RP is a genetic retinal disease and retinal degenerative, which causes the rod cells of the retina to lose their function. It causes blindness in approximately 40 per 100,000 people by the age of 50. It is a genetically heterogeneous disease with different allelic patterns. It is estimated that more than 100 genes of the retinal photoreceptor are implicated in the development of RP. It becomes progressively more severe as the number of mutated photoreceptor genes increases.
Signs of RP include blurred vision, night blindness, reduced visual field, poor dark adaptation, inability to detect color contrasts and/or glare, and changes in appearance from birth or around age 6. If the child is able to walk, signs of progressive, fluctuating deafness can develop, and if hospitalized the lack of communication can become evident.
While there is no conclusive treatment for retinitis pigmentosa, eye lubrication and a good diet are critical for the maintenance of vision in patients with retinitis pigmentosa. Eye surgery is another option that can be taken into account, but the decision depends heavily on individual patient wishes for a less invasive treatment option.
The number of patients with any form of RPE was 2% of the total population. Only 2 patients had both optic nerve atrophy and RP. On average, an RPE patient lived 3 to 5 years more than the general population.
The cause of RP is only unknown in a considerable part of the patients. Most patients are not referred to a specialist in a timely manner, which leads to an inadequate evaluation of other medical conditions that are relevant to the genesis or course of RP.
This pilot study suggests that most patients can be cured with a retinal transplant.
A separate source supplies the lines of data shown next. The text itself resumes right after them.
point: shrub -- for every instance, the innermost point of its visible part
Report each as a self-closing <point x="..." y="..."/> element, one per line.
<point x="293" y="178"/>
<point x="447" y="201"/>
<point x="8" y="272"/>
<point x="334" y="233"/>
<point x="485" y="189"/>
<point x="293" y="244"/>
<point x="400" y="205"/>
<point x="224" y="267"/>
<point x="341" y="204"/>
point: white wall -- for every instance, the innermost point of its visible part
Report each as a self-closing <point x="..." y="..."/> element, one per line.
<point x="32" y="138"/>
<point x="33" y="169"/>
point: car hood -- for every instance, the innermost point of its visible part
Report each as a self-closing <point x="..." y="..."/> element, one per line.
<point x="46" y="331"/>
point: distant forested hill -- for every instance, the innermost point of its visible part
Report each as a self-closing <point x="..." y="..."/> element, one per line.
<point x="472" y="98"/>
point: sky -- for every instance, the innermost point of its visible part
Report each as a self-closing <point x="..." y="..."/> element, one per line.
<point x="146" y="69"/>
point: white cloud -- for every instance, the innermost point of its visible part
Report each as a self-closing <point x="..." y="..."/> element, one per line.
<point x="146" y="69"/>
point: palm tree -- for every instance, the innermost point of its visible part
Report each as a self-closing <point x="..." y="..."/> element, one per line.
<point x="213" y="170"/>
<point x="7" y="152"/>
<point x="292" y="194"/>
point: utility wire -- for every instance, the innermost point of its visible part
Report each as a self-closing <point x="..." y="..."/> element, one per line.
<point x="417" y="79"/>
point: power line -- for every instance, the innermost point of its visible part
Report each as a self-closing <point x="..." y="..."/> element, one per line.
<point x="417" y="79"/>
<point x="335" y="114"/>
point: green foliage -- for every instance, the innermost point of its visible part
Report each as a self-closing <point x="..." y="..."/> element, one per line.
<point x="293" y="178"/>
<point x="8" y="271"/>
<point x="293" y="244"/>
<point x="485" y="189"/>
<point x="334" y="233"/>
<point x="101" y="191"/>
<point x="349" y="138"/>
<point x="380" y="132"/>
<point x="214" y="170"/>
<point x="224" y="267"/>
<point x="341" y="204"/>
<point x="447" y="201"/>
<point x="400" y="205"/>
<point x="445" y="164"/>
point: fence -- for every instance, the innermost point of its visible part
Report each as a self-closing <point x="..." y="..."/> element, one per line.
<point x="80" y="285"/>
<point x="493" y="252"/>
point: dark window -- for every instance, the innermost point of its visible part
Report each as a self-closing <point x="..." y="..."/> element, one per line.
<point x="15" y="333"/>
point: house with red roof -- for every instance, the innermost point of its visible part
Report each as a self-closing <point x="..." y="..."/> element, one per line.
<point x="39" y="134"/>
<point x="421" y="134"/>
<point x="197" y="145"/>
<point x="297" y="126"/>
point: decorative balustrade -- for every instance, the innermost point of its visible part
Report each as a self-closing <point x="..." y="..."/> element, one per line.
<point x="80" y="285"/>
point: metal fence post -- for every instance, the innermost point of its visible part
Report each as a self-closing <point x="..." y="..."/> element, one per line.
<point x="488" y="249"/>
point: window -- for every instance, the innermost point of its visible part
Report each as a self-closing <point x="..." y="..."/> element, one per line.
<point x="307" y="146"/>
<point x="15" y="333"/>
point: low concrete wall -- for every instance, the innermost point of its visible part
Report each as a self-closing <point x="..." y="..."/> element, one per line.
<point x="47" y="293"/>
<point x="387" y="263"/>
More research is needed to further refine the ideal candidate and the timing of the transplant.
Even we believe we have found cure for RP, we wouldn't be satisfied until a patient who suffers from RP has a fully functional retina and has the ability to see. The only thing we can do now is to do our best to prevent the disease, treat patients as soon as we can, and continue this topic for a long time, especially as our population grows. We hope that we'll learn more.
Most people can live relatively normal lives, even with severe RP. However, the disease can have many serious consequences especially in the later stages. The impact of RP varies greatly with age and severity, but can have lifelong consequences on quality of life and vision. Further research is needed to develop a more comprehensive and accurate RP severity rating system in order to assess the true severity of RP and develop interventions for the management of RP. It is important to look after the eye to prevent blindness.
The study has shown that retinitis pigmentosa shows increased occurrence of consanguineous marriages. In case of sporadic inheritance there is increased prevalence of recessive forms. Further studies have demonstrated that this hereditary and autosomal dominant inheritance can be divided into two parts named as dominant or recessive. The hereditary form with autosomal dominance has more severe symptoms and often progresses to bilateral retinal detachment.
The 4d-125 IVT injection results in a significant decrease of macular swelling and a significant increase of central vision, without altering visual acuity. The patient's subjective self-assessment is that IVT injection does not substantially affect daily life. The IVT injection is the most potent topical drug for controlling ocular hypertension and retinopathy in patients with X-linked RP.
The 4d-125 ivt protocol in conjunction with the use of ophthalmic topical treatment of the eye is associated with a higher rate of treatment completion and a lower number of patients who develop complications as compared with the traditional IVT protocol.
4d-125 ivt is often used as a component of a 4 treatment regimen, with the primary purpose of providing higher dosages of photoreceptor toxic drugs when compared with a 2 treatment regimen.